The translate UI must then check that that last form specified contains the numeric value, but may be there are cases where the numeric value will need to substitute "Central/Standard" Arabic digits (Eastern Perso-Arabic digits would be used for Farsi/Persian, Pashto, Urdu, Gilaki, Baluchi, etc. but they are different languages...), whereas the 1st parameter given immediately after "PLURAL:" only accepts (for now?) Western Arabic decimal digits (from ASCII/Basic Latin). when translating a message rendered by MediaWiki as wikitext, the current version of the MediaWiki "PLURAL:" parser function may then use another parameter in first position (containing the numeric value in ASCII), than the parameter containing the numeral formatted using Central Arabic decimal digits that would be needed for the last form.

But if the source message (in English) references only the parameter for the ASCII value (with no grouping delimiter, using decimal digits and "+" or "-" from ASCII only, and onlty "." for the decimal separator), we have no other choice than using that parameter for the formatted value to use in last form given to the "PLURAL:" function (for the "other" plural class).
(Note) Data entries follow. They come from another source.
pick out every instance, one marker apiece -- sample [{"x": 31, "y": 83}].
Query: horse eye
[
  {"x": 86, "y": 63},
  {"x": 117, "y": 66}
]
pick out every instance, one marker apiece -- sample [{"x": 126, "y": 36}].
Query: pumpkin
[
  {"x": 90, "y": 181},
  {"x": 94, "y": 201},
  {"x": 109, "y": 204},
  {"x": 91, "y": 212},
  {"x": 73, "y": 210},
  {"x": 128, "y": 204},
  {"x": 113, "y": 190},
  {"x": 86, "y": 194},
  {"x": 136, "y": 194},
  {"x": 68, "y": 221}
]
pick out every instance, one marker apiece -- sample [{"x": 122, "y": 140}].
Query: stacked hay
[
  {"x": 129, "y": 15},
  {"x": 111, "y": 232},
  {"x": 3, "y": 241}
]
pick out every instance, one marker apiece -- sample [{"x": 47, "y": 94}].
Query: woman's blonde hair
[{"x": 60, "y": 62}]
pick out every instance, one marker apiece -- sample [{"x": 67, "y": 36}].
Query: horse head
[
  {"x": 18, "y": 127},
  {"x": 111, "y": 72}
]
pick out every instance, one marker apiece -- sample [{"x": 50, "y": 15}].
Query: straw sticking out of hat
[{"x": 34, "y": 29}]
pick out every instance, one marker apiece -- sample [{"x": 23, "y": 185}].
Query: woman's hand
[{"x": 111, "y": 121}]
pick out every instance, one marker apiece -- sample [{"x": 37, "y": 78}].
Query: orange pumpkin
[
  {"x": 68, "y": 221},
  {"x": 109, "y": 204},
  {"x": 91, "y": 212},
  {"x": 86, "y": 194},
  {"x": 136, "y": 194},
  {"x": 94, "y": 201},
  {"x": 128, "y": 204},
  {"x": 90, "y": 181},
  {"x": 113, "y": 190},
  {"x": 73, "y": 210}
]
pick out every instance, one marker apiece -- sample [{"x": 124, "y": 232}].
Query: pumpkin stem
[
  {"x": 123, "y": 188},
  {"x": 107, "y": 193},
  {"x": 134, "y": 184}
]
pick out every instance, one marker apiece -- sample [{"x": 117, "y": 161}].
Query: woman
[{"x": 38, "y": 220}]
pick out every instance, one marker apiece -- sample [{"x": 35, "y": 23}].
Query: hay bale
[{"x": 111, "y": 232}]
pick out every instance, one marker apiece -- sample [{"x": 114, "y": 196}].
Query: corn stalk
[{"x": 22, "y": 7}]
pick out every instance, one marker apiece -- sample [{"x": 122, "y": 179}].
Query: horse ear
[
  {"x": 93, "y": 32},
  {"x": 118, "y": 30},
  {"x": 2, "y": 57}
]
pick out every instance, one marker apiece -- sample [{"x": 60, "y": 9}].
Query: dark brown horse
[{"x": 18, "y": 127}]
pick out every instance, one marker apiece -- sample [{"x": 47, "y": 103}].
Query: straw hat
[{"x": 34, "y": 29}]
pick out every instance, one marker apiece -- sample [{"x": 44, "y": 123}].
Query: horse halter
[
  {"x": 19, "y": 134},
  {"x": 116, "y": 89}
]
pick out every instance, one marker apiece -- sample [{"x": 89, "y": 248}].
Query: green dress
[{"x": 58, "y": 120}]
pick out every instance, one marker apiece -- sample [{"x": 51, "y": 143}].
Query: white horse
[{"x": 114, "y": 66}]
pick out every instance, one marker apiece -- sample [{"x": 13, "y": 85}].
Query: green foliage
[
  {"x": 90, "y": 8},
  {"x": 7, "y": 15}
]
That is not a consideration specific to Arabic, because it also concerns English (where we also have the distinction between "raw" numeric values, and "formatted" numeric values): in such case the source message in English will specify another "$variable" in the last form, and that last "$variable" must be present in the last form of the translation (and it should also be present in the 4th, and 5th forms if they are specified in the translation), otherwise the last form must use the parameter used in the 1st parameter given just after to "PLURAL"; but variables may be omitted in the 1st, 2nd, and 3rd form, if they are specified before the last default form (and even should be omitted in Arabic where they map to "zero", "one" and "two").

For messages not rendered with the MediaWiki parser (e.g using GetText), they are normally not using the syntax with "PLURAL:" prefix (with a colon), but just a "template-like" syntax starting by "PLURAL" immediately follwoed by the vertical bar before the 1st parameter containing the value. Then further parameters may be specified positionnally (when used by GetText i18 library), or by name like "|zero=..." (when used by tools based on CLDR: in those messages, the "other" parameter" should then be present and in last position as it is not necessarily named, all other forms are optional and could be in any order). This case is a bit more complex to validate in the Translate UI.


IMHO, the "PLURAL:" parser function Mediawiki should be able to accept non-ASCII decimal digits in the 1st parameter, and possibly alternate typographic forms for the plus and minus signs, but not any other form than the "." for the decimal separator (it should warn if there's a comma ","), and should silently discard whitespaces used as grouping characters. The alternative would be to have another syntax like "LOCALPLURAL:" taking a second parameter with a language name, before the actual forms, so that we can use the *same* $variable containing the localized formatted value in the 1st parameter (containing the actual number) and in the last parameter (for the "other" form by default). But that syntax will still not be recognized by the current Translate UI and tool.

Verdy p (talk)15:17, 30 October 2022